= Stuart Elliott (drummer) =

English drummer (born 1953)

Stuart Alexander Elliott (born 22 May 1953) is an English drummer. He was the original drummer for Steve Harley and Cockney Rebel and during his time with this band he became a session drummer playing for top artists such as Kate Bush, Al Stewart, The Alan Parsons Project, David Byron, Roger Daltrey, Paul McCartney, Claudio Baglioni, Lucio Battisti, among others.

==Biography==
Elliott was born in London, England. He started to be interested in playing drums at the age of three by watching his father who was a jazz drummer. "Until I was fifteen, I was educated at St. Michael's School, Belgravia. Since then I have done a bit of session work, including a tour with Adam Faith and drifted through a number of rock bands until someone who heard me do a gig with a band called Monksilver mentioned me to Steve Harley. We soon discovered we could communicate on the same level, and having joined the band, I quickly realised that I had found my niche in rock music."

With Steve Harley and Cockney Rebel, Elliott enjoyed three top 10 albums including the number 1 single "Make Me Smile (Come Up and See Me)" and other four top 10 singles. In January 1976, Elliott went to Abbey Road Studios to play drums for Al Stewart's album Year of the Cat. After Steve Harley disbanded Cockney Rebel in 1977, Elliott was called by Andrew Powell to play drums on Kate Bush's first album, The Kick Inside. This would be first of the five albums with Elliott on drums as he became one of Bush's preferred drummers. "He's so easy to work with because he knows what I'm like. Occasionally I'll even ask him to use cymbals on a track now! He's been through that whole stage where I just couldn't handle cymbals or hi-hats." Elliott later on played drums on hits such as "Babooshka", "Running Up That Hill", "Hounds of Love" and "Cloudbusting". Between September 1977 and January 1978, Elliott went on to play drums on The Alan Parsons Project third album, Pyramid, which would be the first of ten albums where he became part of the rhythm section, and he continued playing and contributed in the songwriting for the next three solo albums of Parsons.
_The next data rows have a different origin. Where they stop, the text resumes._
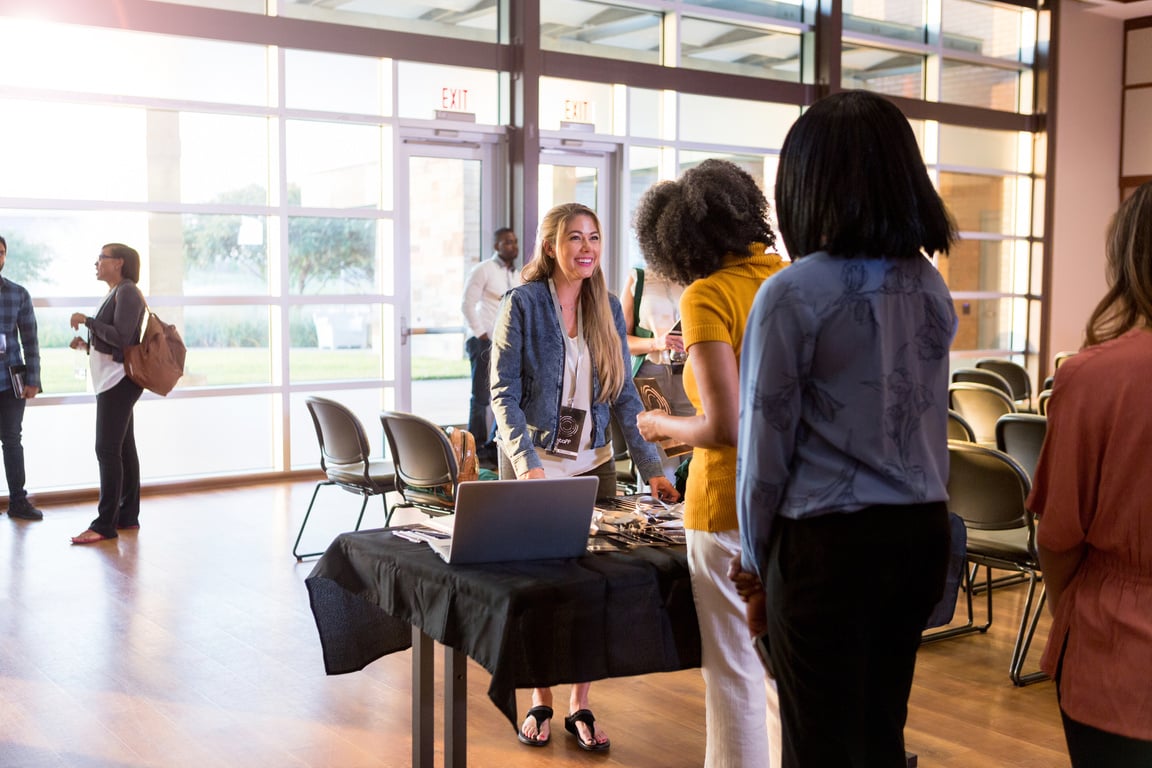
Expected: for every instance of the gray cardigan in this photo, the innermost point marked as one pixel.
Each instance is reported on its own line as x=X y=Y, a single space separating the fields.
x=528 y=370
x=118 y=322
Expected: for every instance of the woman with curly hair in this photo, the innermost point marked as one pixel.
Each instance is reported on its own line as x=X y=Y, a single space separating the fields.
x=843 y=440
x=559 y=352
x=1094 y=538
x=709 y=230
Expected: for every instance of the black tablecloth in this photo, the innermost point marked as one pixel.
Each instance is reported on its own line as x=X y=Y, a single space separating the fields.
x=529 y=624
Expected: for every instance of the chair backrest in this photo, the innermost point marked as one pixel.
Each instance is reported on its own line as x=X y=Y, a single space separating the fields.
x=984 y=377
x=343 y=443
x=423 y=456
x=988 y=489
x=1014 y=373
x=959 y=428
x=1021 y=435
x=980 y=405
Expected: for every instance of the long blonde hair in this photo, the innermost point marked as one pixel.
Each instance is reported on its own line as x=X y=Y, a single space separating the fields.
x=599 y=328
x=1128 y=302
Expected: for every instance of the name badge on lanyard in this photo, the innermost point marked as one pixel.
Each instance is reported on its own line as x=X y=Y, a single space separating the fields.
x=571 y=425
x=571 y=418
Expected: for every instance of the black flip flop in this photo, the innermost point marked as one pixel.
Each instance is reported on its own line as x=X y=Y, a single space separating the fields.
x=584 y=716
x=540 y=715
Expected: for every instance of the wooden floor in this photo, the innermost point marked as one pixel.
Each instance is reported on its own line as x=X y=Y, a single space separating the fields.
x=190 y=643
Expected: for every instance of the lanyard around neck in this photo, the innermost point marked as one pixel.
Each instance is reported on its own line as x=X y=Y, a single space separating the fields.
x=563 y=334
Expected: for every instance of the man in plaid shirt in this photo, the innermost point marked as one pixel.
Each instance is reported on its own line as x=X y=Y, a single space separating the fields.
x=16 y=317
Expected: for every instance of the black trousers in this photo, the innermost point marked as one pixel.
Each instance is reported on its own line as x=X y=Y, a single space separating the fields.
x=115 y=451
x=479 y=355
x=848 y=597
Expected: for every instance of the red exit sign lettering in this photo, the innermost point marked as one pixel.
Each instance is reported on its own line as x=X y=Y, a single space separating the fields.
x=454 y=98
x=577 y=111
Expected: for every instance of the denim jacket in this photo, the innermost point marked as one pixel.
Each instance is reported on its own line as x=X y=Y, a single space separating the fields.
x=528 y=371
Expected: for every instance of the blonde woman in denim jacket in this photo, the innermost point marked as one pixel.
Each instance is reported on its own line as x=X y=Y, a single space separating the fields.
x=560 y=370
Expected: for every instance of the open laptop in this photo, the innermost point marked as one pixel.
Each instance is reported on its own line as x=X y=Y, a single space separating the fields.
x=505 y=521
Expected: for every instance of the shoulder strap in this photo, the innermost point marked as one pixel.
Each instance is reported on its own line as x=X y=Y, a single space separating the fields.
x=637 y=295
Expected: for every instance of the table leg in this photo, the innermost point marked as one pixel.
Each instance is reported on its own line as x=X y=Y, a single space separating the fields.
x=455 y=708
x=422 y=699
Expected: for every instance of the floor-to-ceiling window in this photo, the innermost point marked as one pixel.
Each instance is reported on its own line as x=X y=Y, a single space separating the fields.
x=279 y=164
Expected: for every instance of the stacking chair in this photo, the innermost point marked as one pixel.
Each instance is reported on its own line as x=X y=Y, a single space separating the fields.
x=959 y=428
x=1017 y=377
x=426 y=472
x=1041 y=402
x=345 y=461
x=980 y=405
x=1021 y=435
x=627 y=478
x=984 y=377
x=987 y=489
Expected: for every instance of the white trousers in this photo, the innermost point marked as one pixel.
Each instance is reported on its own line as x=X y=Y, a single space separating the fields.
x=740 y=700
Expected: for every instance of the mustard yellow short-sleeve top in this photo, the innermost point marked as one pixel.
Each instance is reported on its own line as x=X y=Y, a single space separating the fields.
x=715 y=309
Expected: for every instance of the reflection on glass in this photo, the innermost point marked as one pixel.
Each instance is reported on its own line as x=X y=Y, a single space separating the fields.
x=334 y=342
x=979 y=203
x=643 y=172
x=52 y=252
x=722 y=47
x=718 y=120
x=980 y=86
x=766 y=8
x=892 y=73
x=226 y=344
x=331 y=256
x=225 y=253
x=103 y=149
x=897 y=20
x=985 y=149
x=335 y=82
x=462 y=21
x=988 y=324
x=991 y=30
x=592 y=29
x=567 y=184
x=987 y=266
x=219 y=156
x=334 y=165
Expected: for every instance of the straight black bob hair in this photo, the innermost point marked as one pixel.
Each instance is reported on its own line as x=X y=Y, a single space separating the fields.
x=851 y=182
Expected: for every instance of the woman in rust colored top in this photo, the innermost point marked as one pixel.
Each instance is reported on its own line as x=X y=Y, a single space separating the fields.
x=1091 y=493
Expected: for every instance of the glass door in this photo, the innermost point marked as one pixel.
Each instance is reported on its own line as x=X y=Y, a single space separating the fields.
x=449 y=192
x=585 y=177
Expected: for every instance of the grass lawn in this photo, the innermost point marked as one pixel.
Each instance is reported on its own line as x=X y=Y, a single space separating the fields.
x=232 y=366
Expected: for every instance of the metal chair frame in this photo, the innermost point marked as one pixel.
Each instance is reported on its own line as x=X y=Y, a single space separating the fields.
x=1017 y=377
x=977 y=471
x=425 y=463
x=346 y=461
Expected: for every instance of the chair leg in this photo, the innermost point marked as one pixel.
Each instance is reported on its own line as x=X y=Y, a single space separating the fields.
x=304 y=523
x=1028 y=622
x=970 y=626
x=361 y=518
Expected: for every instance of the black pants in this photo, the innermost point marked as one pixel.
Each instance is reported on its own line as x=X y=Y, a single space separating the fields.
x=12 y=424
x=115 y=451
x=848 y=597
x=479 y=355
x=1091 y=747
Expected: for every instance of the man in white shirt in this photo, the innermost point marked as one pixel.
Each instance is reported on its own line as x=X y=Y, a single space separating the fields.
x=486 y=283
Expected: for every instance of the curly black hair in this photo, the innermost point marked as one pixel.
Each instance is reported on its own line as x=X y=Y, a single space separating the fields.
x=687 y=227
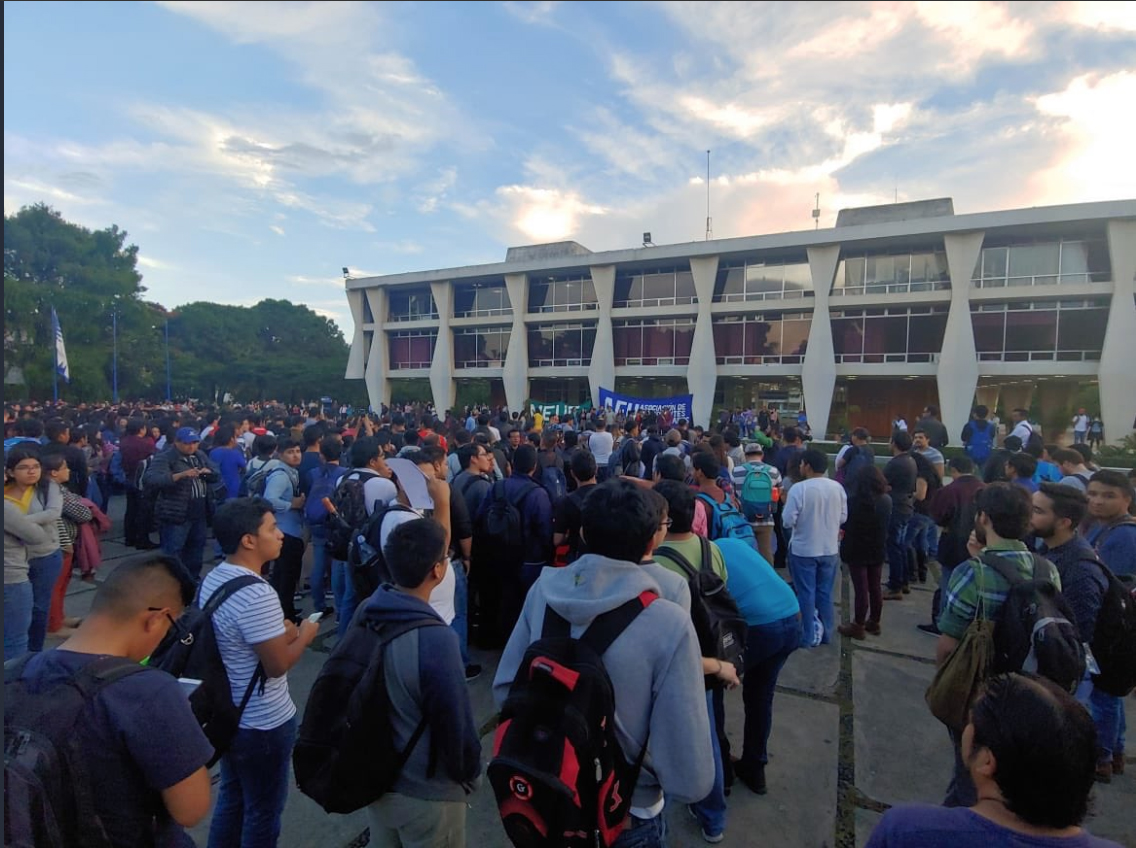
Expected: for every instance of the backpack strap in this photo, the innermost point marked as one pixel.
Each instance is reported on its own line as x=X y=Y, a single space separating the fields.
x=607 y=628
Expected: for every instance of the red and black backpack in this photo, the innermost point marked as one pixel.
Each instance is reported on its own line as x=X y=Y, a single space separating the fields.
x=558 y=772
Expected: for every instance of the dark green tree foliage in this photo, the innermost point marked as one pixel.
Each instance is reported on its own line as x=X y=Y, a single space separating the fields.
x=274 y=349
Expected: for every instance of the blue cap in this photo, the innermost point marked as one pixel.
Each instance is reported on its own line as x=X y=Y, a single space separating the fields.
x=188 y=434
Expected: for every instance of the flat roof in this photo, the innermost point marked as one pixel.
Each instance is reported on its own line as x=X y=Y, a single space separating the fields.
x=796 y=240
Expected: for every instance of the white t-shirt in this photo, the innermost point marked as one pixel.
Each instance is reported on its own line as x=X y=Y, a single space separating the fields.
x=249 y=617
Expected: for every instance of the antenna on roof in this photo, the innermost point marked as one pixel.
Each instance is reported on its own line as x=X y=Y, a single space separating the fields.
x=709 y=219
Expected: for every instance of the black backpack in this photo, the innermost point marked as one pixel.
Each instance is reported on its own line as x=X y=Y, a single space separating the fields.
x=1114 y=637
x=192 y=651
x=717 y=621
x=366 y=563
x=47 y=788
x=344 y=755
x=350 y=514
x=1034 y=629
x=500 y=525
x=558 y=772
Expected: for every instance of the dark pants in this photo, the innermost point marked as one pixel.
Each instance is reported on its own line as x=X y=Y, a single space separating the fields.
x=869 y=597
x=286 y=573
x=898 y=526
x=767 y=647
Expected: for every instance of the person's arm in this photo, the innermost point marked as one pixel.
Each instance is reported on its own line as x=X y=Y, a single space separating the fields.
x=188 y=801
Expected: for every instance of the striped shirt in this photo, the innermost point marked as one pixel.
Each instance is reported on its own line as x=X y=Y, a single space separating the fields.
x=249 y=617
x=974 y=579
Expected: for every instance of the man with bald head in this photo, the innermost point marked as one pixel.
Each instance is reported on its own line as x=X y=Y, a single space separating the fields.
x=141 y=746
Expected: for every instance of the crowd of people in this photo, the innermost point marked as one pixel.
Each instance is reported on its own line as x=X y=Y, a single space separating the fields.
x=501 y=524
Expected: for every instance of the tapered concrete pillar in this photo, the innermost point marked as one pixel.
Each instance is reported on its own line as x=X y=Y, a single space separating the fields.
x=818 y=376
x=376 y=371
x=441 y=367
x=516 y=358
x=602 y=370
x=958 y=362
x=702 y=371
x=1118 y=372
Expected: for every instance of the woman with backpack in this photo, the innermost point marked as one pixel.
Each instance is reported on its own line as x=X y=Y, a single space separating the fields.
x=863 y=545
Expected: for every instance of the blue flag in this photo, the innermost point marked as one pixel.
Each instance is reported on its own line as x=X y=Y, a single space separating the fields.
x=61 y=368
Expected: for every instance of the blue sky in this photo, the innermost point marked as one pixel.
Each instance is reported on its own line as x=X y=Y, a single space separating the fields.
x=255 y=149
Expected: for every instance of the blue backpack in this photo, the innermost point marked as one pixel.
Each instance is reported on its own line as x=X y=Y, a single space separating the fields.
x=323 y=485
x=725 y=522
x=982 y=442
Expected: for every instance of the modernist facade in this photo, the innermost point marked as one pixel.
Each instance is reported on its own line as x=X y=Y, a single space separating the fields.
x=894 y=307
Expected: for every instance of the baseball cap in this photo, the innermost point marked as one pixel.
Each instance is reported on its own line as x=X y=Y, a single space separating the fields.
x=188 y=434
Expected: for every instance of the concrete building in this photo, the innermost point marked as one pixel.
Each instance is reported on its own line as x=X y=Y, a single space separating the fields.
x=895 y=307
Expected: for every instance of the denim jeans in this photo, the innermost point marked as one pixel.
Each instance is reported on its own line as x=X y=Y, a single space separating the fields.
x=1111 y=723
x=343 y=592
x=922 y=535
x=812 y=581
x=460 y=622
x=17 y=618
x=767 y=647
x=646 y=833
x=898 y=530
x=711 y=811
x=42 y=572
x=253 y=788
x=186 y=541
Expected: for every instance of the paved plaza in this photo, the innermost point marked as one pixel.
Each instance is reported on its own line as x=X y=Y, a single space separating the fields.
x=851 y=738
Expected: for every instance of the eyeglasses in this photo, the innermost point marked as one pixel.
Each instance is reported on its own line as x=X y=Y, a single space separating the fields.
x=175 y=624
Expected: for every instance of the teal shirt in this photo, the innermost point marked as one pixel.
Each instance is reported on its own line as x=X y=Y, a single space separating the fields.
x=762 y=596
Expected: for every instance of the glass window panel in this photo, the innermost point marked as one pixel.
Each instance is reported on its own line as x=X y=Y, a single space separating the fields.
x=798 y=277
x=1033 y=331
x=926 y=332
x=1082 y=329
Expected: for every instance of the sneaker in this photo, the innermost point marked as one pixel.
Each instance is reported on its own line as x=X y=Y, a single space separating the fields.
x=711 y=838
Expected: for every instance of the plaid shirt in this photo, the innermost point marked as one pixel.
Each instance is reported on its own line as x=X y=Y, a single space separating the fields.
x=960 y=606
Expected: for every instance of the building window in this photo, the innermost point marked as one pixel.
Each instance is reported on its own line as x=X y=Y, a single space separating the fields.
x=767 y=339
x=479 y=347
x=1043 y=264
x=411 y=348
x=892 y=273
x=411 y=305
x=481 y=300
x=561 y=344
x=660 y=341
x=656 y=287
x=740 y=280
x=896 y=334
x=561 y=294
x=1047 y=330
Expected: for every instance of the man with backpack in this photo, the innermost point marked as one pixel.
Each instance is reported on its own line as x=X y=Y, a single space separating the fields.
x=650 y=670
x=256 y=642
x=118 y=739
x=758 y=487
x=815 y=510
x=978 y=435
x=977 y=588
x=429 y=713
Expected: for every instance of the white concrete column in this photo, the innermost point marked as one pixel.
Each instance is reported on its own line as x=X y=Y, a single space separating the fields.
x=958 y=362
x=356 y=359
x=602 y=370
x=441 y=367
x=376 y=372
x=1118 y=356
x=516 y=358
x=818 y=374
x=702 y=372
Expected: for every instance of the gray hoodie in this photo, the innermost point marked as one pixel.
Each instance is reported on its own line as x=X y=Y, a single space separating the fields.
x=654 y=667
During the 1980s, his career as session drummer emerged. As well as continuing session drumming for Kate Bush and The Alan Parsons Project he went to on to play for Justin Hayward's song "Suitcase", from the album Night Flight in 1980. In 1984, he played drums on Paul McCartney's hit "No More Lonely Nights". That same year he and the rest of The Alan Parsons Project core musicians team, Ian Bairnson and David Paton, were joined by the singer Colin Blunstone and Camel's keyboardist Peter Bardens, and formed Keats. Elliott not only played drums and percussion, he also took part in the songwriting and, with Colin Blunstone, he wrote "Tragedy" and "Night Full of Voices". Particularly noteworthy, with Colin Blunstone he also wrote "Where Do We Go From Here" and "Helen Loves Paris", which Blunstone released as a single in 1985.

Elliott appeared on various TV shows including Top of the Pops playing with Tina Turner, Eric Clapton, Roxy Music and Kate Bush. He also appeared with Bryan Adams on the music video for Roger Daltrey's song "Let Me Down Easy". Bush included Elliott in her music videos of "Big Sky" (where his brother, Lindsay Elliott, was on drums), and of "Rubberband Girl".

In 1993, Elliott joined Alan Parsons again to record Try Anything Once, they would then continue recording two more studio albums, On Air and The Time Machine, and, for the first and only time, he took the lead on vocals for a song co-written by Andrew Powell, "Take The Money and Run", which appeared on The Very Best Live album. With Alan Parsons, Ian Bairnson and other different musicians and singers, he toured from 1994 to 2002 covering the US, South America, Japan and big part of Europe. During this period he played at the Night of the Proms in 1997 as part of the Alan Parsons performance and with Simple Minds, Deborah Harry and Paul Young.

After splitting with Alan Parsons, Elliott did a library album (music made specifically to be used in TV and film). He toured again with Steve Harley various times. Elliott also played with Jon Anderson and Alice Cooper on the Ultimate British Rock Symphony Tour.

In 2013, Elliott got together with Al Stewart to play at the Royal Albert Hall tracks from the Year of the Cat album. They played again together at the same venue in 2015. In May 2015 he was called again by Andrew Powell along with David Paton and Tim Renwick to record an album for singer and actor Jules Knight, and in August he started to record with Al Stewart's musician Dave Nachmanoff.

In November 2015, Elliott toured with Steve Harley and original members to celebrate the 40th anniversary of The Best Years of Our Lives. After 2015, Elliott remained a consistent member of Cockney Rebel until Harley's 2024 death, having previously returned to the band sporadically pre-2015 during a couple of Harley's tours in the early to mid-2000s and in 2010.

==Other instruments==
Stuart can also play bass guitar, guitar and piano, triangle, simmons, tambourine, xylophone, guiro, wind-chimes, keyboards, castanets and gong.